Disrupt routine to break the cycle of anxiety
It's anxiety holding you back, not your personality, your genes, your lack of willpower
Rigidity is in the eyes of the beholder: Ask Jack about how he runs his everyday life, and he'll tell you likes his routines - they provide a familiar structure and rhythm to his day; ask his wife Annie, and she'll tell you Jack is more than a bit too rigid, too inflexible, and at times it can drive her nuts.
If you're reading this you may be wondering if you are a bit too dependent on your routines, would like to be a bit more spontaneous, more flexible. Or maybe you're a partner of someone who is like Jack, and like Annie can find it hard to live with at times.

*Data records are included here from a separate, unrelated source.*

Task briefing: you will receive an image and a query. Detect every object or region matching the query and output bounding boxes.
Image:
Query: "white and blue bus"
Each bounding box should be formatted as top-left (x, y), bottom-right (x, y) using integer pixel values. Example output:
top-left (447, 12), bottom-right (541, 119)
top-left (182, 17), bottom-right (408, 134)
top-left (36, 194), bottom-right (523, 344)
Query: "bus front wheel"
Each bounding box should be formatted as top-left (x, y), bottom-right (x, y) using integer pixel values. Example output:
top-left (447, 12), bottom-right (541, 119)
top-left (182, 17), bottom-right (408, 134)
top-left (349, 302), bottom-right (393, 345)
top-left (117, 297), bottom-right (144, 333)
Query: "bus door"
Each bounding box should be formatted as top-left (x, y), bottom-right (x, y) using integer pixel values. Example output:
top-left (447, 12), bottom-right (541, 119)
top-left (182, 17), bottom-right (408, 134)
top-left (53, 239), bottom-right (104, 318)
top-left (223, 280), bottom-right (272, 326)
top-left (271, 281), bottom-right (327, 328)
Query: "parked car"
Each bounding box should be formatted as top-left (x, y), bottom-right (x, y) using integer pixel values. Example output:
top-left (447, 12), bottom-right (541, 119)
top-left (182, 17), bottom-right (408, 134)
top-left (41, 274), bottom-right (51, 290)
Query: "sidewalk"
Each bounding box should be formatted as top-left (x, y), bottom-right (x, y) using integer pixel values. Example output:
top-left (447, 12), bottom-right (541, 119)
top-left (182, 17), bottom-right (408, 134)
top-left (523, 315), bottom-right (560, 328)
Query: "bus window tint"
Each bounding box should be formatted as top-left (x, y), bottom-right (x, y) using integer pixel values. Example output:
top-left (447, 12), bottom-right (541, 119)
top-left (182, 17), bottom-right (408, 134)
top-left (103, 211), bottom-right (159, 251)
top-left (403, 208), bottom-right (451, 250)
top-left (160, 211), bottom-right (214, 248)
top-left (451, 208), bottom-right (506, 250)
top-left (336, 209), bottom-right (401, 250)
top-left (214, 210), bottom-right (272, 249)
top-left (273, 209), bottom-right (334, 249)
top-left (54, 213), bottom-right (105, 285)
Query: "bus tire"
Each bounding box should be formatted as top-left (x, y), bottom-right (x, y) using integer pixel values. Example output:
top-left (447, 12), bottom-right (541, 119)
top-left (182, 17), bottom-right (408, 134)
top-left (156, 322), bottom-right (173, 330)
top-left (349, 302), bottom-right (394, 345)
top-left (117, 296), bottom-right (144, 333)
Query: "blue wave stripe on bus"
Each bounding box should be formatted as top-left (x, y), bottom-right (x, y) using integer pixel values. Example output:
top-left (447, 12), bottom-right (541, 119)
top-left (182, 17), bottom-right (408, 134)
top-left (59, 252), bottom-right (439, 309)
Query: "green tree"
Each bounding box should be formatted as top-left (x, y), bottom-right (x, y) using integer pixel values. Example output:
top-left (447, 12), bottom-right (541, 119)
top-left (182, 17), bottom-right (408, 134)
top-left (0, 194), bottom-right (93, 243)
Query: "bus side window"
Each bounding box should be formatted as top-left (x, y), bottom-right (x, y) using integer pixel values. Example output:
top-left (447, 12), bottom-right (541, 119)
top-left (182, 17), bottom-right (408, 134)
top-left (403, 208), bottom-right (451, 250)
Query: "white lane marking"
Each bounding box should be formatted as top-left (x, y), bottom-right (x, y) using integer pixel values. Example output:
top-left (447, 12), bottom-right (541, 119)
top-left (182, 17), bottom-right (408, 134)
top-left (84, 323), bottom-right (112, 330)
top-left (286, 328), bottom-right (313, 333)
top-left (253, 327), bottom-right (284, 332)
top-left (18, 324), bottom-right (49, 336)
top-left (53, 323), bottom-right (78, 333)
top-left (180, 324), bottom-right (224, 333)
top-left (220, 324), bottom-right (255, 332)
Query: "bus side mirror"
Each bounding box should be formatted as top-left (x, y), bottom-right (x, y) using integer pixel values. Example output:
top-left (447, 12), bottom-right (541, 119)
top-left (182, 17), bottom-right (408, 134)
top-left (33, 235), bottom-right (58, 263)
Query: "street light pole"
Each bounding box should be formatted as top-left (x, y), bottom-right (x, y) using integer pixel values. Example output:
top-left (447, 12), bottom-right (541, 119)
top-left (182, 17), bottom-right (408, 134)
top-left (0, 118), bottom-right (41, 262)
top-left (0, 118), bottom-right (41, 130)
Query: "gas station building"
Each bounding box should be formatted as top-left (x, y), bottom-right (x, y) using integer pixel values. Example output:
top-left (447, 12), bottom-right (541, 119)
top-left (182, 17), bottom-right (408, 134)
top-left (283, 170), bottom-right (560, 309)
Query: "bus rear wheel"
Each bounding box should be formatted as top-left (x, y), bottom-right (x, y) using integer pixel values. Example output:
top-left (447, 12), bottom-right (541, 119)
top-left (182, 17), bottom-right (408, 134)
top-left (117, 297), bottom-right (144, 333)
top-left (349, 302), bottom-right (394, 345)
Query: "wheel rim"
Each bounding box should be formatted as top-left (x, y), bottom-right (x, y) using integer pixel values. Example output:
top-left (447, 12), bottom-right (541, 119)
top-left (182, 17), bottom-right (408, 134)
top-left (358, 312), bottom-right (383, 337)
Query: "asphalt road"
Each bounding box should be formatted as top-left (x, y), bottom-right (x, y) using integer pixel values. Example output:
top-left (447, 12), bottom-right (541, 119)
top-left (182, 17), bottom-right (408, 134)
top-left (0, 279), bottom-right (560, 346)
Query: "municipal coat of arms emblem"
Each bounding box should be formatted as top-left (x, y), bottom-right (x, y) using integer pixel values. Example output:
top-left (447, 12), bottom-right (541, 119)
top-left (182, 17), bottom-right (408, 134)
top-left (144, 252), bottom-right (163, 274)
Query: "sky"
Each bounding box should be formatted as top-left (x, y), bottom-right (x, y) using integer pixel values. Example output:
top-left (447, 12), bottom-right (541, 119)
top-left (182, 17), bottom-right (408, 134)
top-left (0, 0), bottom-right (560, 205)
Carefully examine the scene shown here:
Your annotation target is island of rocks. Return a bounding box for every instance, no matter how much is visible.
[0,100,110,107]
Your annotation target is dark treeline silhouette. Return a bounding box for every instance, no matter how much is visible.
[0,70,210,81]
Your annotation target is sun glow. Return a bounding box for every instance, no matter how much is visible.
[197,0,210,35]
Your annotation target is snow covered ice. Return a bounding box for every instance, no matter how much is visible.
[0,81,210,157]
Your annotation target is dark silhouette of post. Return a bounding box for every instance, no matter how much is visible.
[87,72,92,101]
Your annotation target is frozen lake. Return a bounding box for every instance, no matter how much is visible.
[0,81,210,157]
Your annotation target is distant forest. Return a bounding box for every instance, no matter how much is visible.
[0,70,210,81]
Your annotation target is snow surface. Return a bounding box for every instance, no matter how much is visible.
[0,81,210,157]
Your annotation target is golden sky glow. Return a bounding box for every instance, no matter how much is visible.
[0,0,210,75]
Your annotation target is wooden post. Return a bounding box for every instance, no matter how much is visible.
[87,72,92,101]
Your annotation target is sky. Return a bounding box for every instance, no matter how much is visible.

The underlying driver for this type of behaviour is anxiety. Jack lives in a smaller comfort zone than Annie. While he's in it, he doesn't feel anxious, he has a sense of control, he appreciates the familiar. Where Annie would see a new experience as exciting Jack just feels anxious - out of his element, less in control, worried a bit about what might happen next. And so, it's easy to fall into a vicious cycle - Jack relies on his routines to feel calm, and the more he does, the less he is able to tolerate stepping outside of them, and so leans even more heavily on his routines to shape his everyday life.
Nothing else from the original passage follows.